Given two natural numbers (integers from 0 to infinity), output a number that is not the sum of those numbers, but is a natural number.

Example solutions (TI-Basic):

  • A+B+1

  • not(A+B)

Invalid solutions:

  • A+B-1 (for inputs 0,0, it returns -1, which is not natural)

  • "ABC" (ABC is not a number)

Notes:

  • The output must always be a sum of two natural numbers (which is actually just a natural number)

  • -1, undefined, infinity, NaN and Error messages are not natural numbers. For our purposes, 0 is natural (although not all mathematicians agree).

\$\endgroup\$
  • 1
    \$\begingroup\$ Maybe we take the numbers as strings and output as a string? \$\endgroup\$ – xnor Feb 13 '17 at 3:01
  • 1
    \$\begingroup\$ Can the output have leading zeroes? \$\endgroup\$ – Kritixi Lithos Feb 13 '17 at 8:27
  • 1
    \$\begingroup\$ I presume overflows need to be taken into account, so the result of 2^32 -1 and 2 should not be negative, right? \$\endgroup\$ – adrianmp Feb 13 '17 at 12:28
  • 1
    \$\begingroup\$ Just a small remark because I like to pay attention to useless details: 0 is not a natural number. If you change the first sentence to "Given two non-negative integers ...", there won't be any useless detail left for me to comment on. :) \$\endgroup\$ – peech Feb 13 '17 at 17:11
  • 6
    \$\begingroup\$ @peech This is not true. 0 is considered a natural number under some definitions. You cannot see it because it has been deleted but there has been an extensive conversation on this matter. \$\endgroup\$ – Wheat Wizard Feb 13 '17 at 17:16

76 Answers 76

1
\$\begingroup\$

ForceLang, 33 bytes

def a io.readnum()
io.write a+a+1
\$\endgroup\$
  • \$\begingroup\$ Does this take two numbers as input? \$\endgroup\$ – Blue Feb 26 '17 at 12:55
  • \$\begingroup\$ @muddyfish Yes. \$\endgroup\$ – SuperJedi224 Feb 26 '17 at 12:59
1
\$\begingroup\$

Cardinal, 7 bytes

%:+~:*.

Outputs sum + 1

Try it online!

\$\endgroup\$
1
\$\begingroup\$

Melang (Non competing) 13 bytes

\n\n+\n+\n\ni

I wrote Melang for this challenge and decided that it works so might as well bring it here.

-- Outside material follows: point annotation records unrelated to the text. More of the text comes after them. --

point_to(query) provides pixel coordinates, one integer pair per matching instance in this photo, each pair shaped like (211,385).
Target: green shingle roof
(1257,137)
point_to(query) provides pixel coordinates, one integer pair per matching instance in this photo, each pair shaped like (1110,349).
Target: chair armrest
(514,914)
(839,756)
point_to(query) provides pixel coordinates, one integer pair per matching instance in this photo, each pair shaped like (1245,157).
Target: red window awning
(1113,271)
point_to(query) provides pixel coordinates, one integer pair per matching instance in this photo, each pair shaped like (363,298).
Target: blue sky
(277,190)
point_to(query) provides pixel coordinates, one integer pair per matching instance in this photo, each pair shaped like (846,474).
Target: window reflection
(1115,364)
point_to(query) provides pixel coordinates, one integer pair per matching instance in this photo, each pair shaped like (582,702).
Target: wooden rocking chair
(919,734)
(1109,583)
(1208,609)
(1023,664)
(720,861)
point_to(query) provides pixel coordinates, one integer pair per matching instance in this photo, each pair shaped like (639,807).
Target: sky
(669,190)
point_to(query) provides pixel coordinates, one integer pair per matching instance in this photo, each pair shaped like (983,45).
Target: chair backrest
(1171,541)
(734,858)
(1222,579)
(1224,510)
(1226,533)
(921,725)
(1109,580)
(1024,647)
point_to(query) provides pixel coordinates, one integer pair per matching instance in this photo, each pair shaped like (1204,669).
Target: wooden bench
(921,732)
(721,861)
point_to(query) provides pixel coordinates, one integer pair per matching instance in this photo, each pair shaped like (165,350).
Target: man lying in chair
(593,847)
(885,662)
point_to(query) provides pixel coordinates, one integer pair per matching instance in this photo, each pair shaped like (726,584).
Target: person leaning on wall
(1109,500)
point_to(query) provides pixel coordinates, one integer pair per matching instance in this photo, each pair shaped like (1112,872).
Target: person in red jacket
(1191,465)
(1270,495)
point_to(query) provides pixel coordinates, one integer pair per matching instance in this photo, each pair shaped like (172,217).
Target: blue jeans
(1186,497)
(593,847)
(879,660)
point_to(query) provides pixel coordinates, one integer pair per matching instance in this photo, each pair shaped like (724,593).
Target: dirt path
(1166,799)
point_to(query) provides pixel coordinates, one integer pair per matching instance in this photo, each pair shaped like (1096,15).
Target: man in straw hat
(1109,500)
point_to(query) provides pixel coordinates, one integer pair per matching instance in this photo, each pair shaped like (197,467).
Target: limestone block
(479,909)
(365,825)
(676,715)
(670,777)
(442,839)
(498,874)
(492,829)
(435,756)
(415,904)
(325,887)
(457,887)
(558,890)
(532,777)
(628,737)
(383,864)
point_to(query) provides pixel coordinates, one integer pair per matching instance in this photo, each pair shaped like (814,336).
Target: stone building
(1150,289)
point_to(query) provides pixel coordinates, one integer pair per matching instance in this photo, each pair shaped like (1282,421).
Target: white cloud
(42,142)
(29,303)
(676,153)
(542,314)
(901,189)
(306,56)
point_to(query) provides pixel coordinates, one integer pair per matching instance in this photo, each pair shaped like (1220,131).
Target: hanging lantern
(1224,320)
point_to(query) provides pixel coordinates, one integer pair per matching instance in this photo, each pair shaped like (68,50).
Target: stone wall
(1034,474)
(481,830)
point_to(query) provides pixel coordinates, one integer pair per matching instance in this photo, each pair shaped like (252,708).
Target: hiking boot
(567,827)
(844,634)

Adds the numbers inputted together and adds one. For more on the language and to try it out visit here.

\$\endgroup\$
  • \$\begingroup\$ Wait, those aren't literal newlines? \$\endgroup\$ – ASCII-only Apr 10 '17 at 9:30
  • \$\begingroup\$ @ascii nope! Literal newlines error my implementation due to the website restrictions \$\endgroup\$ – Christopher Apr 11 '17 at 1:33
  • \$\begingroup\$ How does it error in your implementation? \$\endgroup\$ – ASCII-only Apr 11 '17 at 1:35
  • \$\begingroup\$ @ascii the way string inputs are taken in the website I used to write it breaks it \$\endgroup\$ – Christopher Apr 11 '17 at 1:40
  • \$\begingroup\$ well that's a JS implementation limitation not a melang implementation limitation, you do know you can make it a Stack Snippet and it would work right? \$\endgroup\$ – ASCII-only Apr 11 '17 at 1:41
1
\$\begingroup\$

Haskell, 11 9 bytes

(succ.).(+)

Adds together and then adds 1

EDIT: Of course, if you want to go with the boring answer:

a#b=a+b+1

is 9 bytes.

\$\endgroup\$
  • 1
    \$\begingroup\$ Non pointfree a#b=1+a+b is two bytes shorter. \$\endgroup\$ – Laikoni Apr 1 '17 at 9:21
1
\$\begingroup\$

c++, 28 bytes

[](int a,int b){return!a+b;}

Try it here

\$\endgroup\$
1
\$\begingroup\$

Japt, 3 bytes

NxÄ

Try it online


Explanation

N   :The array of all inputs
x   :Sum the array
Ä   :Add one to each element
\$\endgroup\$
1
\$\begingroup\$

Aceto, 9 bytes

ir+1
ri+p

Super straightforward. Prints the sum of the two inputs and 1. If I can assume for the inputs to be on the stack already, there's a 5-byte solution:

1+
+p
\$\endgroup\$
1
\$\begingroup\$

MarioLANG, 35 bytes

;
)
;
>[!(+:
"=#===
) -
+ (
! <
#="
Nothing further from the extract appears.